Sa photographie Le Lit [20 juin 2016], quel plus beau qualificatif que " paresseuse " dans ce froissage d’un oreiller solitaire. Le bouquet [un feu d’artifice, cap Ferret, 24 août 2008] devient " une pluie d’or, entre feu et eau. ". Le Centaure [16 août 2016], c’est d’un œil voyeur qu’il l’a interpellé, dans le reflet d’une vitre du musée Bourdelle. Raz 2 et sa pointe [29 mai 2018], sans sa foule, dans un après-midi, sous un soleil se pointant, dans l’extraordinaire d’une mer calme, plate. Salz, en Camargue [31 juillet 2016, Salin-de-Giraud], un horizon, un ciel bombardé des taches du soleil dans un reflet sur le blanc du sel, " un effet cinétique de l’image. ".
Patrick Hourcade, Le Bal, 22 juin 2011, mariage, Vaux-le-Vicomte. 213 x 160 cm. © Le Curieux des arts Gilles Kraemer, mars 2023, galerie Gradiva, Paris.
Patrick Hourcade, Softness, 18 juin 2010, Escos. 207 x 160 cm. © Le Curieux des arts Gilles Kraemer, mars 2023, galerie Gradiva, Paris.
Une correspondance picturale dans Le Bal [22 juin 2011, un mariage, c’était à Vaux-le-Vicomte], un John Singer Sargent ?, un James Tissot ? en cette captation de la position parfaite de la femme entourée d’hommes comme chez Jean Béraud (1878), le jeu de la lumière trouble des bougies, la rayure verticale bleue de la fenêtre, toute une atmosphère de "Temps retrouvé" d’une "Recherche" suspendue. Raymond Radiguet dans son écriture de Le Bal du comte d’Orgel aurait-il aimé cette image ? me disait une amie commune, regardant cette photographie-tableau accrochée à côté de Softness [18 juin 2010, Escos], une pulvérisation de la couleur dans l’impressionniste de ce flot de pivoines, un " message d’affection " de Patrick à sa mère, ces fleurs étant posées sur le cercueil de celle-ci. Clin d’œil à Claude Monet et à Camille sur son lit de mort (1879) ?
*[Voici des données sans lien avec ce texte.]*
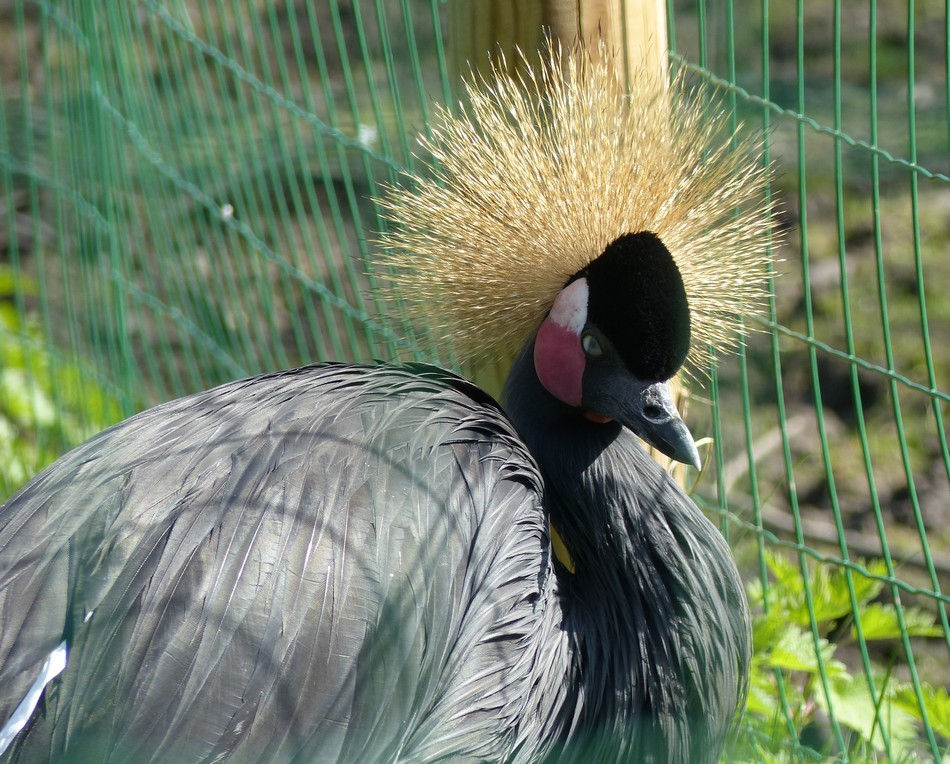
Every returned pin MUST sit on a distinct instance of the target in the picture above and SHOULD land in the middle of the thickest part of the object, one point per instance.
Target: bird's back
(326, 563)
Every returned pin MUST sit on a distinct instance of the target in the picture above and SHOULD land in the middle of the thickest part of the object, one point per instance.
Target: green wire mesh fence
(186, 194)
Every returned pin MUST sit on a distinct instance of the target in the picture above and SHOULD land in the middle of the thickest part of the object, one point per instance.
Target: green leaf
(853, 705)
(936, 703)
(795, 651)
(879, 621)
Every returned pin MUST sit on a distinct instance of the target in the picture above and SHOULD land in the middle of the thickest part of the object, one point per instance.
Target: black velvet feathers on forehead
(638, 301)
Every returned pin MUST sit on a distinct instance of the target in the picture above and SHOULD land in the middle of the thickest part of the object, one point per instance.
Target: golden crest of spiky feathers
(543, 170)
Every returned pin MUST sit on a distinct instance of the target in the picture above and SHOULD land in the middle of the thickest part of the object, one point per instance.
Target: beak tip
(694, 460)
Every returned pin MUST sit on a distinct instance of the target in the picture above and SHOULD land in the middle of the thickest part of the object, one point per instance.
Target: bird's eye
(591, 346)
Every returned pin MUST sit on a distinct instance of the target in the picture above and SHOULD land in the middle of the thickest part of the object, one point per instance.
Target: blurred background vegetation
(187, 191)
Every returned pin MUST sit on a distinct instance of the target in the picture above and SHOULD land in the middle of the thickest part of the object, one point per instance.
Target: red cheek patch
(558, 356)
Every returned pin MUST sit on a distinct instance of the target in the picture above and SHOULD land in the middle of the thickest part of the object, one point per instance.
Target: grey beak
(652, 415)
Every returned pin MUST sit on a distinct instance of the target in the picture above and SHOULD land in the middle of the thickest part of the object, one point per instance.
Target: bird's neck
(643, 609)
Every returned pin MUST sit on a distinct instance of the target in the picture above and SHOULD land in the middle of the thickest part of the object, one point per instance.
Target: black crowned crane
(354, 563)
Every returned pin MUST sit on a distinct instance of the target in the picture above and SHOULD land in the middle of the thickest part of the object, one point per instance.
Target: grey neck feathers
(655, 611)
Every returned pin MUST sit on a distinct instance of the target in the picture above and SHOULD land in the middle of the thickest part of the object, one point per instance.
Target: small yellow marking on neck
(560, 550)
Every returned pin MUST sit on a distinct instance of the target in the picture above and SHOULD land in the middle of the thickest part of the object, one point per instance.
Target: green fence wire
(186, 195)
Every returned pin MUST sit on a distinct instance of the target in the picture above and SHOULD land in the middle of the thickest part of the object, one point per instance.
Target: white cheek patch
(570, 307)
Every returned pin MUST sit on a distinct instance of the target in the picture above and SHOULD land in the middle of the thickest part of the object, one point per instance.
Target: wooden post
(635, 29)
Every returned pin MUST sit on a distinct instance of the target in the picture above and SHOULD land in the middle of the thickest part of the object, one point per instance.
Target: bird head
(624, 232)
Patrick Hourcade, Le Bois de Marie, 10 avril 2016, Escos. 105x 140 cm. © Le Curieux des arts Gilles Kraemer, mars 2023, galerie Gradiva, Paris.
La colline caressée par le soleil, un jeu de lumière dans ce Bois de Marie [10 avril 2016, Escos].
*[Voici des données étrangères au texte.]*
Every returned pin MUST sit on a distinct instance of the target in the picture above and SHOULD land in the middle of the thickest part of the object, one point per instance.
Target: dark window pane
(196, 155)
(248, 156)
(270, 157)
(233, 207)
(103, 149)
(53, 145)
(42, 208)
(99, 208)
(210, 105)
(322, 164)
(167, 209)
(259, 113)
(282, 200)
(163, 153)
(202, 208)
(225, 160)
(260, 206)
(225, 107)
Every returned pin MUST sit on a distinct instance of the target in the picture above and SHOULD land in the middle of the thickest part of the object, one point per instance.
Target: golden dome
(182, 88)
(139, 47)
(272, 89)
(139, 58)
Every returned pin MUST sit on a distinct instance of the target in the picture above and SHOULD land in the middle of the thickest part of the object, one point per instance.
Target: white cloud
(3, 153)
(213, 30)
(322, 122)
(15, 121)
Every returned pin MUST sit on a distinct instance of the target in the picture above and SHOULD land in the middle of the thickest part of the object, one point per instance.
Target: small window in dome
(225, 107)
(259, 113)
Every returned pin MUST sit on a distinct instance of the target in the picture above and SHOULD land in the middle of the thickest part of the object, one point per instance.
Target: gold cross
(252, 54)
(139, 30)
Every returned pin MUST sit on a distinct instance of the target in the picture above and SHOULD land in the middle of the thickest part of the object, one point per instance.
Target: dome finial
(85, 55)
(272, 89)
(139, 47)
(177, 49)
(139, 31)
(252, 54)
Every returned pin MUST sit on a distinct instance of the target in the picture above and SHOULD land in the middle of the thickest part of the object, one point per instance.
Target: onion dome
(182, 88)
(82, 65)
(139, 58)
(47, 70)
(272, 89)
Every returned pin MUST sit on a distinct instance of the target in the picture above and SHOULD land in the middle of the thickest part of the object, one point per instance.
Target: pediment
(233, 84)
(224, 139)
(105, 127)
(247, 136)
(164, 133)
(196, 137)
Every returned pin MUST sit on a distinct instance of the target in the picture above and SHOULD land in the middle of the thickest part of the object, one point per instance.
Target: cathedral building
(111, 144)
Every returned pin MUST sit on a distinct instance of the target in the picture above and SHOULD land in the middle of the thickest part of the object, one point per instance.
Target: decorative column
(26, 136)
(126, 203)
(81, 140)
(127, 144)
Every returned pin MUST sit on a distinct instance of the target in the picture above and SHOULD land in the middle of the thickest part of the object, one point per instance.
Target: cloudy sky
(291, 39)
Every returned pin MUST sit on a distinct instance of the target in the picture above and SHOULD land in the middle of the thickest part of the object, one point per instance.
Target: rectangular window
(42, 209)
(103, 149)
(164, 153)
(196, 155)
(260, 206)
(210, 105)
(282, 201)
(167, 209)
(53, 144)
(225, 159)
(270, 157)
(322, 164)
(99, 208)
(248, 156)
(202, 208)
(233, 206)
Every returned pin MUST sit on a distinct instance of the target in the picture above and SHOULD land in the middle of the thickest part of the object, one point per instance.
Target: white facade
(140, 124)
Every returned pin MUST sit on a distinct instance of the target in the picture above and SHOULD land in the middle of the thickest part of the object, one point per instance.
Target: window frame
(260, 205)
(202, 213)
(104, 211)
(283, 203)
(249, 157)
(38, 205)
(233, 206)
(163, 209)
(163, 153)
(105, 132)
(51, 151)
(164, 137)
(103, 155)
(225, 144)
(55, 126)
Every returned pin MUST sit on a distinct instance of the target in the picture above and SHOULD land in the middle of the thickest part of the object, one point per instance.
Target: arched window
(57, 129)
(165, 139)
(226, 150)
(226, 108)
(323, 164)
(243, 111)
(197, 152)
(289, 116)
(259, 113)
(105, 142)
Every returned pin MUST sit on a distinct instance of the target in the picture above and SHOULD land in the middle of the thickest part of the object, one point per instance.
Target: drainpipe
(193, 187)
Patrick Hourcade, La Marche ou L’Homme qui marche, 8 février 2016, Rodin.156 x 117 cm. © Le Curieux des arts Gilles Kraemer, mars 2023, galerie Gradiva, Paris. Démultiplication dans le miroir.
"L'unicum", et non la multiplication, n'est-ce pas la vraie photographie ?
RÉTROSPECTIVE- INTROSPECTIVE
Patrick Hourcade à la Galerie Gradiva – 9, quai Voltaire – Paris
Jusqu’au 31 mars 2023
https://www.patrickhourcade.fr/
Émile Antoine Bourdelle, Centaure mourant, 1914. Plâtre © Le Curieux des arts Gilles Kraemer, musée Bourdelle, mars 2023.
Il existe deux versions en bronze de ce Centaure, l’une imberbe, l’autre barbue, précise Valérie Montalbetti, responsable des sculptures - Colin Lemoine est également responsable des sculptures - et des collections de Bourdelle, musée Bourdelle.
Une tension de lignes verticales et horizontales. Le haut d’un corps d’homme. Le bas d’un cheval, un percheron s’élevant avant de s’affaisser. Face à la pulsion animale, l’esprit maîtrise la matière.
Émile Antoine Bourdelle, Centaure mourant. Bronze © Le Curieux des arts Gilles Kraemer, musée Bourdelle, mars 2023.